If all fields were equal, every company would have the necessary funding to support such enforcement actions or defend their businesses from competitors’ suits. This is not however how the business world works. Let’s take one such recent case as an example:
‘Company A is a London-based start-up in the process of securing second-round funding for an innovative App which operates as a personal assistant for busy professionals. One of the most interesting features of the App is the means by which it facilitates navigation to and from meetings. The App is tipped for big things and has not gone unnoticed by Company B, a global mapping service company. Company B issued a 104 page cease and desist letter alleging the use of named functions on Company A’s App would cause confusion with its own mapping service App, in which they had invested millions of dollars promoting. In this case, Company A had no other option than to back down and change the name of its App, as it could not afford to fight the case.’

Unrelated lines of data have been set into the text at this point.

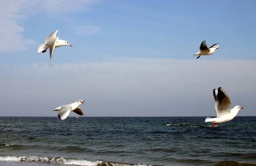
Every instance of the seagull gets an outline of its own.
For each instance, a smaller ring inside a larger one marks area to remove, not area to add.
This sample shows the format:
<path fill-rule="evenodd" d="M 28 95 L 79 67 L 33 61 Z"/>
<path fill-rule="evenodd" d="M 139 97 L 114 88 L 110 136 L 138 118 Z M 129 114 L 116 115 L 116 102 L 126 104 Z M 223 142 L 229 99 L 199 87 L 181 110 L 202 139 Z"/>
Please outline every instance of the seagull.
<path fill-rule="evenodd" d="M 208 48 L 205 40 L 204 40 L 201 43 L 199 47 L 200 51 L 197 53 L 193 55 L 192 56 L 199 55 L 196 59 L 198 59 L 201 55 L 209 55 L 213 54 L 216 49 L 218 49 L 218 43 L 214 44 L 210 47 Z"/>
<path fill-rule="evenodd" d="M 219 87 L 218 90 L 213 89 L 213 97 L 215 100 L 215 109 L 217 112 L 216 117 L 207 117 L 205 122 L 215 123 L 211 127 L 215 126 L 217 123 L 232 120 L 236 116 L 240 109 L 244 109 L 239 106 L 236 106 L 230 110 L 232 102 L 221 87 Z"/>
<path fill-rule="evenodd" d="M 41 44 L 39 46 L 38 49 L 38 52 L 46 52 L 48 49 L 50 49 L 50 64 L 53 57 L 54 49 L 64 46 L 69 46 L 72 47 L 67 41 L 58 39 L 58 37 L 56 37 L 56 34 L 58 32 L 58 30 L 53 31 L 45 39 L 44 44 Z"/>
<path fill-rule="evenodd" d="M 71 104 L 60 106 L 52 111 L 58 111 L 58 116 L 61 120 L 66 119 L 70 111 L 73 111 L 79 115 L 84 115 L 81 109 L 78 107 L 80 104 L 84 104 L 83 102 L 85 101 L 79 100 Z"/>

David v Goliath cases like this one are becoming more common as industry leaders attempt to stifle innovative fledgling companies before the start-up has even considered itself as a ‘competitor’. It doesn’t stop there: the media is dominated by competitor versus competitor IP lawsuits, as demonstrated in the ongoing titanic battle between Apple and Samsung. Making the situation ever more perilous, IP lawsuits do not come cheap. The World Intellectual Property Office (WIPO) estimates the average cost of an IP lawsuit in the US to be between US$3m and US$10m. The question then arises – how can companies, be they large or small, fend off such attacks on their IP, while protecting their balance sheet from sizeable representative fees and the considerable liabilities awarded by the courts? One option is Intellectual Property Insurance.
Solihull Insurance Brokers offer IP insurance cover which can be tailored to clients of all sizes from all industries. IP Infringement Liability Insurance provides representative’s fees and expenses, and the liability where damages or settlements are incurred, in defending claims against alleged IP infringement. This coverage can also be extended to defend against proceedings brought against a third party licensing the insured’s IP, and with whom a contractual indemnity exists. Additionally, Small and Medium Enterprise clients may be interested in Enforcement (Pursuit) coverage, which can fund representative’s fees and expenses, assisting an organisation in enforcing their IP rights against those they perceive to be infringing. These new instruments are just a snapshot of the extensive IP offering from specialist insurers. Other options for coverage include claims against the ownership, validity or title of an organisation’s IP or contractual disputes including non-payment of royalties and breach of contract.
Whatever the chosen strategic option, as the world continues to become increasingly focused on the intangible, it is important that there is a strategy in place to meet the ever-growing exposure. If an organisation loses its ability to produce its products or supply its services due to a competitor’s IP challenge via legal proceedings, they are unlikely to survive without the funding to fight back.